When you buy through our links, Insider may earn an affiliate commission. Learn more.
If you love crafting, need a screen-free activity to go along with your “Love Is Blind” marathons, and want to create something functional you can wear, give knitting a try.
Besides requiring minimal materials to get started – yarn and knitting needles – it’s a pretty easy hobby to do and doesn’t require a ton of concentration.
“Knitting gives me time to think,” says Julie Robinson, knitter, instructor and creator of knitting magazines. “It’s an asset
Plus, the knit is “so portable I can take it anywhere because there aren’t a lot of tools needed, which means I’ll always have something to do when I have a moment.” unexpected in front of me”, declares Marissa Likarknitter and blogger.
Below, Robinson and Likar share their top tips for getting started as a knitting beginner:
1. Get the right knitting needles and yarn.
Even if you already have knitting needles at home, consider circular needles if you don’t.
“Circular needles are more versatile than straight ones [ones] because you can use them to knit flat or in the round,” says Robinson. Likar agrees to start with circular needles for any knitting project. “Their design makes them easier on the hands and wrists when knitting heavy projects,” she adds.
When it comes to materials, there are so many options to choose from – metal, plastic, wood and bamboo, but Likar recommends bamboo or wooden needles for beginners because “the thread sticks better than other materials and the stitches stay in place on the needle.” And while plastic may be a cheaper option, Robinson explains that “it makes stitch work more difficult.”
When it comes to selecting yarn, which can be an overwhelming task if you walk into a craft store, you can narrow down your selection by opting for a medium weight yarn (also known as worsted weight). “It’s a good thickness that’s easy to handle and see,” says Likar, who also recommends acrylic yarn because it “is very forgiving, inexpensive, comes in very bright colors, and readily available.”
Once you start to get more comfortable with your knitting, you’ll probably want to invest in some more expensive yarn. “I would suggest buying natural fibers whenever you can afford them, such as wool, cotton, silk, or linen,” Robinson says.
If you want to avoid having unnecessary problems when you’re just starting out and haven’t quite mastered the basics, “Under no circumstances should you buy yarn to start knitting with if it has lint, glitter fibers or novelty,” Likar advises.
2. Buy additional useful items for beginners.
When it’s time to finish a project, you’ll need to tuck the ends in using a tapestry needle so there’s no fraying or fraying. “You have to weave those ends in,” Robinson says. “You will use it on every project you do.”
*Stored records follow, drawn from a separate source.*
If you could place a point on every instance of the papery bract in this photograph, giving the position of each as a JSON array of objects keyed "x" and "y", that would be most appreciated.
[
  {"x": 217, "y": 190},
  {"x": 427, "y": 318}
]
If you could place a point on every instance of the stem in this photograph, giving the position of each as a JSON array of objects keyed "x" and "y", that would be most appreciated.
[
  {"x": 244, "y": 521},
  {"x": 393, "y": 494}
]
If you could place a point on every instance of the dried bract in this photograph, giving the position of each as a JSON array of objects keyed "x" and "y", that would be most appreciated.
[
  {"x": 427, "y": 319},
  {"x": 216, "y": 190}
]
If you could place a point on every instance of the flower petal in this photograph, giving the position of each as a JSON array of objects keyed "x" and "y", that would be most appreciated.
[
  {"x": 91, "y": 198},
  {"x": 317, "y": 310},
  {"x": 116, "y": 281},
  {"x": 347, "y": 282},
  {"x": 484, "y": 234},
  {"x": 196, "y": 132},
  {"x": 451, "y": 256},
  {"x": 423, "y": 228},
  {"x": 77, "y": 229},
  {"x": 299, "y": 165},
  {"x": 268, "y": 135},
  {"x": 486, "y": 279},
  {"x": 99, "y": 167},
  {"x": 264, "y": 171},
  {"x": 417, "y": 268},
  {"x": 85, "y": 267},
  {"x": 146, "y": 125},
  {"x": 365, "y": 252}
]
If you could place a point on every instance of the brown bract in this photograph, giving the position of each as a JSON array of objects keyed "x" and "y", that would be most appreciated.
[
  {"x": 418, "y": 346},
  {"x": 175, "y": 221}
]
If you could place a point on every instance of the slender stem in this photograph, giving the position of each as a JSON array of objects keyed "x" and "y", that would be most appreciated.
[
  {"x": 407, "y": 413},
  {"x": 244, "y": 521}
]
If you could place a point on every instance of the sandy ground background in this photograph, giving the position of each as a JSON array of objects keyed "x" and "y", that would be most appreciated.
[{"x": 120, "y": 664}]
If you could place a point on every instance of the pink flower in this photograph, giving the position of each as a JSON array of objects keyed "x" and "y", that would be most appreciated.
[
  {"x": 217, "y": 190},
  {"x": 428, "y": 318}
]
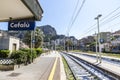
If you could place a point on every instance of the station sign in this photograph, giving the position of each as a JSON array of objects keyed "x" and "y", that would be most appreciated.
[{"x": 21, "y": 25}]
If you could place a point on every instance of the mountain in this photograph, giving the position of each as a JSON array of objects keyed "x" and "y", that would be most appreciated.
[{"x": 49, "y": 32}]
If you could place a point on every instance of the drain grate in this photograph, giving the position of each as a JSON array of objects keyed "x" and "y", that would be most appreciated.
[{"x": 14, "y": 74}]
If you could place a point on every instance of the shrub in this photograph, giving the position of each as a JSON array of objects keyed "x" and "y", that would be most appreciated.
[
  {"x": 4, "y": 53},
  {"x": 19, "y": 57},
  {"x": 39, "y": 51}
]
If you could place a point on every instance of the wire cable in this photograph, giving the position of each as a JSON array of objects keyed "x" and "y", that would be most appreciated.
[{"x": 76, "y": 16}]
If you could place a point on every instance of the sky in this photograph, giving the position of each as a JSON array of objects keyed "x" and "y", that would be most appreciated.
[{"x": 58, "y": 14}]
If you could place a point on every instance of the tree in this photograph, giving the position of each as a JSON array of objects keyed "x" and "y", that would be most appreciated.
[{"x": 37, "y": 36}]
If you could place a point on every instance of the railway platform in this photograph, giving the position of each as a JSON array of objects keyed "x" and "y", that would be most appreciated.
[
  {"x": 46, "y": 67},
  {"x": 110, "y": 66}
]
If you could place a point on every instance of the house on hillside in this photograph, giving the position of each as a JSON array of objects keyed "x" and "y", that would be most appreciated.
[{"x": 8, "y": 42}]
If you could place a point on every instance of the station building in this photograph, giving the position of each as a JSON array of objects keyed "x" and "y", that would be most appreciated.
[{"x": 17, "y": 10}]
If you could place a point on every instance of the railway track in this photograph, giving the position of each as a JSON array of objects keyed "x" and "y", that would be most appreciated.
[{"x": 83, "y": 70}]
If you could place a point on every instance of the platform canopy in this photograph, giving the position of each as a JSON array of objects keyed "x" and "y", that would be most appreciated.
[{"x": 20, "y": 10}]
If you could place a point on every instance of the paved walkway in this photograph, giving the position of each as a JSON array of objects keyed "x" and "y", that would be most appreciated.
[
  {"x": 104, "y": 64},
  {"x": 39, "y": 70}
]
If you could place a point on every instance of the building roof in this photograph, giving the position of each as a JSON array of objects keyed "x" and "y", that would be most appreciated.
[{"x": 20, "y": 10}]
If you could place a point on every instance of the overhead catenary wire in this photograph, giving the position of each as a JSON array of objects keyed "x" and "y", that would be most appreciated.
[
  {"x": 72, "y": 16},
  {"x": 80, "y": 8},
  {"x": 105, "y": 21}
]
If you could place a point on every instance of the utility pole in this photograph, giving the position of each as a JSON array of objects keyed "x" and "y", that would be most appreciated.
[
  {"x": 96, "y": 39},
  {"x": 68, "y": 42},
  {"x": 97, "y": 18}
]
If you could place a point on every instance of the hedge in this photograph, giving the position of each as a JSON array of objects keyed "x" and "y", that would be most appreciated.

Stitch markers help keep your place in your knitting project. “Get ones that don’t have anything the thread can snag on and it helps if you can get them in and out of the needle easily,” says Likar.
A crochet hook is also a handy tool for your knitting projects. “A hook for a knitter doesn’t sound great, but it’s a great tool for mistakes, adding detail, and finishing a project,” says Likar.
3. Choose books and knitting guides designed for true beginners.
“So many ‘beginner’ books start somewhere after the beginning, assuming you have prior knowledge of yarn and knitting or crafting in general,” says Likar. She prefers reference books like Reader’s Digest’s “Knitting Handbook” because “if you have a problem, you can research the right way to do the technique.”
If you’re looking for a great beginner’s knitting project, Robinson recommends starting with a beanie. According to her, “Knit a Hat” “shows you how to knit a basic hat, learn a bunch of basic skills, and gain confidence in choosing your materials,” says Robinson, who “really [likes the author’s] philosophy of craftsmanship [because] it emphasizes the fun of creating and it encourages people to be adventurous in their knitting from the start.”